O trecho final através da RS-407 seria minha conexão com o mar. Não demorou muito para a noite cair e fazer da estrada potencialmente movimentada, meu martírio. Estava sentindo as mesmas inaptidões que senti quando tive de parar na casa de dona Darci, porém me atrevi a continuar a pedalada, pois estava muito próximo de atingir o pórtico de acesso à cidade de Xangri-lá.

Com os ânimos acuados e as sensações de vertigem agarradas às costas, desci da bicicleta e acenei para alguns carros que acessavam a cidade por aquela via, na tentativa de pedir uma carona até um pronto-atendimento mais próximo.
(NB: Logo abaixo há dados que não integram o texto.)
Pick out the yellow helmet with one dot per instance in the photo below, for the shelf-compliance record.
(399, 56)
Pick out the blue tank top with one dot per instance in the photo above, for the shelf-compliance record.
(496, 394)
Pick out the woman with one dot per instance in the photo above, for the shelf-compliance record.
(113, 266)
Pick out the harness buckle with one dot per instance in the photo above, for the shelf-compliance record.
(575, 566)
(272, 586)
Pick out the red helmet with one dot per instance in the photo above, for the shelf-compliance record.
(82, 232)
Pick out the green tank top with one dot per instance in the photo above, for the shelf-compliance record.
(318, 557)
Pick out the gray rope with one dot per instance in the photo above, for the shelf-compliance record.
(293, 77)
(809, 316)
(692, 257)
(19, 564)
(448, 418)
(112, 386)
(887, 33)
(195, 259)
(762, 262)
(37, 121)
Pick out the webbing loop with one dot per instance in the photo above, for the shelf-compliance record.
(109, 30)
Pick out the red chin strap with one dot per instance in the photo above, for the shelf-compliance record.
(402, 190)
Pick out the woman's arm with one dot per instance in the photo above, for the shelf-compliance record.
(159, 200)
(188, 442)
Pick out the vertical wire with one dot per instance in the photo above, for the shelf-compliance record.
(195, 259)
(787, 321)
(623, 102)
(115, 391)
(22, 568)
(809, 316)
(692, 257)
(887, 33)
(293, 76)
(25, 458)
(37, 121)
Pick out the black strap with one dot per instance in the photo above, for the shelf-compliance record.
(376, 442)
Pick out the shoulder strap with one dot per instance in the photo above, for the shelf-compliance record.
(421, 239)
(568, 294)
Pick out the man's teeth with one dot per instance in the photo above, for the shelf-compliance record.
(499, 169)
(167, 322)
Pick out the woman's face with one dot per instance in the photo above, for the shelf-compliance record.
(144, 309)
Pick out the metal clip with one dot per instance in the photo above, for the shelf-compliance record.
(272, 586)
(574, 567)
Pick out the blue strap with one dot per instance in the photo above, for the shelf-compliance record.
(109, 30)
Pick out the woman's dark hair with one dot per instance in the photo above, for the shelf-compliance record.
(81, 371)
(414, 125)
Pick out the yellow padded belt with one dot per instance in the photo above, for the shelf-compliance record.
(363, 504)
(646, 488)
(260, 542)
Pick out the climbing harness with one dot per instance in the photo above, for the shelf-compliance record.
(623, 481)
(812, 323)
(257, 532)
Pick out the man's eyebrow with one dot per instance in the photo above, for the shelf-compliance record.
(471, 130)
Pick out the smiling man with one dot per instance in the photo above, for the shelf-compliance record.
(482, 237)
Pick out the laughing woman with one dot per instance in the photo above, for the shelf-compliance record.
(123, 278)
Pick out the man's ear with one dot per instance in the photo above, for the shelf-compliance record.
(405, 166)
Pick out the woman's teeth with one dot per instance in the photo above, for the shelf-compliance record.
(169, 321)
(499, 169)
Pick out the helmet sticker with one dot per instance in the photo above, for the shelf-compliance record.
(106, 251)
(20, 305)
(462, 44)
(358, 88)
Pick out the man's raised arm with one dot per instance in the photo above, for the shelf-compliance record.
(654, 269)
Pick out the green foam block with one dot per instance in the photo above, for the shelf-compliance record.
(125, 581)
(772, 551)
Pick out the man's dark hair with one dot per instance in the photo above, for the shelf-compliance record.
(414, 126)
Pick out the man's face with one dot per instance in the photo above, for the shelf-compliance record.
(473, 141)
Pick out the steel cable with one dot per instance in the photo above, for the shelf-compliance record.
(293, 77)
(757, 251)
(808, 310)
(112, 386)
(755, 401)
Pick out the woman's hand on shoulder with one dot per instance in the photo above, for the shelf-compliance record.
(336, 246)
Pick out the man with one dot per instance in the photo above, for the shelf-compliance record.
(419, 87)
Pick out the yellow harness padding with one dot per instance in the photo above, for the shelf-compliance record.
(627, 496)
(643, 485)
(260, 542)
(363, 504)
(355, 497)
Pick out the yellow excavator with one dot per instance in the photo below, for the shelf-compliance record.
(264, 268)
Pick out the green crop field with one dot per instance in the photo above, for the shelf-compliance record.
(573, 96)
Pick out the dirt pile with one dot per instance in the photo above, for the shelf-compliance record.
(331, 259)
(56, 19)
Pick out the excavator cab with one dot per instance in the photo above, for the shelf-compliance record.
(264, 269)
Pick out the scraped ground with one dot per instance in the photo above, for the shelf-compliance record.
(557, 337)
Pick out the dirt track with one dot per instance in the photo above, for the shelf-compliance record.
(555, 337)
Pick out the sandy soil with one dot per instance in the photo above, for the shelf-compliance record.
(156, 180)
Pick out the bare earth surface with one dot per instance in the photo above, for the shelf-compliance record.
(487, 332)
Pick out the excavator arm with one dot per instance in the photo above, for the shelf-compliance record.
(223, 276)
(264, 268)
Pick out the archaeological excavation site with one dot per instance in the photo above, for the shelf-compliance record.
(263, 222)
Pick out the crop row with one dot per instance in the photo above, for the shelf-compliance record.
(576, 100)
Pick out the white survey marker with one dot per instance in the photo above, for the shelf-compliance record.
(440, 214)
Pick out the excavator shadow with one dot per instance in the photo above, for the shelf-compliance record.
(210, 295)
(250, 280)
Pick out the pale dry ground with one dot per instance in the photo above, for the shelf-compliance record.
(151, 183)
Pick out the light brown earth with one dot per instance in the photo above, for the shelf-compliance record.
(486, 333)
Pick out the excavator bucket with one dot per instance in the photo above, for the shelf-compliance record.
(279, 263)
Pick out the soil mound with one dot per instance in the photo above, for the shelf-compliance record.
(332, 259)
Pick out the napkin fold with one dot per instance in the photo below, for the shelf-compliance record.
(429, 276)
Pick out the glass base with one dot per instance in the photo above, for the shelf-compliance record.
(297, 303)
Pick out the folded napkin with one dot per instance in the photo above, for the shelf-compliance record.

Sem resposta de nenhum motorista, atravessei a pista e entrei na primeira casa que vi, novamente.

O Douglas e sua família até se assustaram ao ver o estranho adentrando o portão, que estava aberto, sem avisar. Rapidamente expliquei a situação. Ao dizer que estava viajando desde Caxias do Sul de bicicleta, ficaram todos surpresos. Na mesma hora, fui recepcionado e tratado como um amigo próximo. Não demorei a protestar que precisava de atendimento médico. No ato, o Douglas parou tudo o que estava fazendo e tirou o carro da garagem para me acudir.

III

Entre soros e vitaminas mal interpretados na veia, sem notar melhora nas vertigens e sensações de desequilíbrio, o corpo frágil e descontrolado, a respiração ofegante e uma ansiedade atípica, tranquei a viagem, embalei a bicicleta na debutante oficina do Jean e regressei à casa, de ônibus. Não demorei a constatar que sofria de vertigem fóbica, situação em que o cérebro encontra-se em estado de alerta constante, hipersensível.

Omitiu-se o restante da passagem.